Brief Description of Course Content
Studies data abstractions (e.g., stacks, queues, lists, trees) and their representation techniques (e.g., linking, arrays). Introduces concepts used in algorithm design and analysis including criteria for selecting data structures to fit their applications.
Topics include data and program representations, computer organization effect on performance and mechanisms used for program isolation and memory management.
Specific Goals for the Course
- Document code including precondition/postcondition contracts for functions and invariants for classes.
- Determine quadratic, linear and logarithmic running time behavior in simple algorithms, write big-O expressions to describe this behavior, and state the running time behaviors for all basic operations on the data structures presented in the course.
- Create and recognize appropriate test data for simple problems, including testing boundary conditions and creating/running test cases, and writing simple interactive test programs to test any newly implemented class.
- Define basic data types (vector, stack, queue, priority queue, map, list).
- Specify, design and test new classes using the principle of information hiding for the following data structures: array-based collections (including dynamic arrays), list-based collections (singly-linked lists, doubly-linked lists, circular-linked lists), stacks, queues, priority queues, binary search trees, heaps, hash tables, graphs (e.g. for depth-first and breadth-first search), and at least one balanced search tree.
- Be able to describe how basic data types are stored in memory (sequential or distributed), predict what may happen when they exceed those bounds.
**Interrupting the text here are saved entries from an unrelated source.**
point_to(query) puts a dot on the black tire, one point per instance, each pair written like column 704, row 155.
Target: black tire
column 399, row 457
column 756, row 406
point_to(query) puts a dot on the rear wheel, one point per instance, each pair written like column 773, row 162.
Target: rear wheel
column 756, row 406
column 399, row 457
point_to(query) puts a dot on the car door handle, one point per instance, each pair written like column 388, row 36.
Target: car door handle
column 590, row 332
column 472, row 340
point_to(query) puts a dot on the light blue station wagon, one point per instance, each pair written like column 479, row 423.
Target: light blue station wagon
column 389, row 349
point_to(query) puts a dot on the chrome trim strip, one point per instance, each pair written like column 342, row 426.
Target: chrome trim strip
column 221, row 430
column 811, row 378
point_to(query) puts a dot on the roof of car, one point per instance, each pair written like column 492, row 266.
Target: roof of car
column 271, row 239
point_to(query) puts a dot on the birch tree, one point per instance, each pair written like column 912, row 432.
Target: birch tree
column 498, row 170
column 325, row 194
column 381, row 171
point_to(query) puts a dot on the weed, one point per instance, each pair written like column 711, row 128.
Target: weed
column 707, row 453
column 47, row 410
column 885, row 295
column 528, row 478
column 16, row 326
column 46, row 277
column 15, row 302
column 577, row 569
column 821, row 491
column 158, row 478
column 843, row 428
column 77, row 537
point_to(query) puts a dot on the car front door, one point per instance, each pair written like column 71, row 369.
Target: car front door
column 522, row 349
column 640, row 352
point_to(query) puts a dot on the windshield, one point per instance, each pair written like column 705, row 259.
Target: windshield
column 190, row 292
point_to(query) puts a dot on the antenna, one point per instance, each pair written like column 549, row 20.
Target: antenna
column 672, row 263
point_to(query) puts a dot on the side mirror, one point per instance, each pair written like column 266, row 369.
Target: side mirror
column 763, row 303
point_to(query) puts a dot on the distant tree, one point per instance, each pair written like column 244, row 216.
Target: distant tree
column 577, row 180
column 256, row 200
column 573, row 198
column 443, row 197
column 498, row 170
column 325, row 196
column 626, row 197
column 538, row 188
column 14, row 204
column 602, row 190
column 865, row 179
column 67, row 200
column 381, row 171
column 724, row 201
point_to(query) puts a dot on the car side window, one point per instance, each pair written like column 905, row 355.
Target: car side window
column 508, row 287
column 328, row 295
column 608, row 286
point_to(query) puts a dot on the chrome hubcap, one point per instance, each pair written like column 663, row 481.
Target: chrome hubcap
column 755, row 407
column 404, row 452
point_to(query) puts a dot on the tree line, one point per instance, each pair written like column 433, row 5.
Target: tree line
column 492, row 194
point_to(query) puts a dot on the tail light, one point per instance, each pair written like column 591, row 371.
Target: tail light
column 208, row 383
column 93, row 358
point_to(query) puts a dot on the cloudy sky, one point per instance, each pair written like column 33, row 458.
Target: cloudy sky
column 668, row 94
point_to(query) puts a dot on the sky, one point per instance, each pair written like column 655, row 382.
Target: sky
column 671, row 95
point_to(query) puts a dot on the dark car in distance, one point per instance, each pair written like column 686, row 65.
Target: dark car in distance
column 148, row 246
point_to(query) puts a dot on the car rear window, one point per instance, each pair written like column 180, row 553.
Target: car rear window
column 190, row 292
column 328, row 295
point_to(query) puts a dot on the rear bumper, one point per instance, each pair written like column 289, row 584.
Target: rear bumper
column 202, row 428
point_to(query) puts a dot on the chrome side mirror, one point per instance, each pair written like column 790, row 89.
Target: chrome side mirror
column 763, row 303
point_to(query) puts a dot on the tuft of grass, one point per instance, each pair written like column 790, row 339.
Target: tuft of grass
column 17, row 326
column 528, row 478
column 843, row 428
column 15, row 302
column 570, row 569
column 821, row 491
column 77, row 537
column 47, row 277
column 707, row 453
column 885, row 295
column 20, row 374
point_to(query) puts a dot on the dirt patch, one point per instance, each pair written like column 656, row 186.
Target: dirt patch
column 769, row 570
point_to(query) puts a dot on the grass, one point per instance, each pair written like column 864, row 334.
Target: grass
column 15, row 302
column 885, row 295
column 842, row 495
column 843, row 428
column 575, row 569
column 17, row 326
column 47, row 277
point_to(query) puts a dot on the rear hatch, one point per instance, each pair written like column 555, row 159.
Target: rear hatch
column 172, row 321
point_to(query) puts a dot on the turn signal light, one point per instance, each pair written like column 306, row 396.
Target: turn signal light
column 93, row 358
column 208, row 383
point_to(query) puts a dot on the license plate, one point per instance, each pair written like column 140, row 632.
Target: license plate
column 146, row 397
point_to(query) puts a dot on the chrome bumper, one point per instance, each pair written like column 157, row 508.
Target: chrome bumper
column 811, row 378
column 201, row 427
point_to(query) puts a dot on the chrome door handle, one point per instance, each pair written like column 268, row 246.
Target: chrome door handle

- Correctly use and manipulate pointer variables to change variables and build dynamic data structures.
- Determine an appropriate data structure for given problems.
- Follow, explain, trace, and be able to implement standard computer science algorithms using standard data types, such as a stack-based evaluation of arithmetic expressions or a traversal of a graph.
- Recognize situations in which a subtask is nothing more than a simpler version of the larger problem and design recursive solutions for these problems.
- Follow, explain, trace, and be able to implement binary search and a variety of quadratic sorting algorithms including mergesort, quicksort and heapsort.
- Cost of algorithms and Big O notation.
- Memory and pointers, structs, and dynamic memory allocation.
- Linked lists, stacks and queues.
- Trees: Binary trees, binary search trees, tree traversal, recursion.
- Tree balancing: red-black trees.
- Graphs: graph traversal algorithms, depth-first and breadth-first search.
- Hash tables, hash functions, collision resolution algorithms
- Algorithms for sorting, such as insertion sort, bubble sort, quick sort, and merge sort.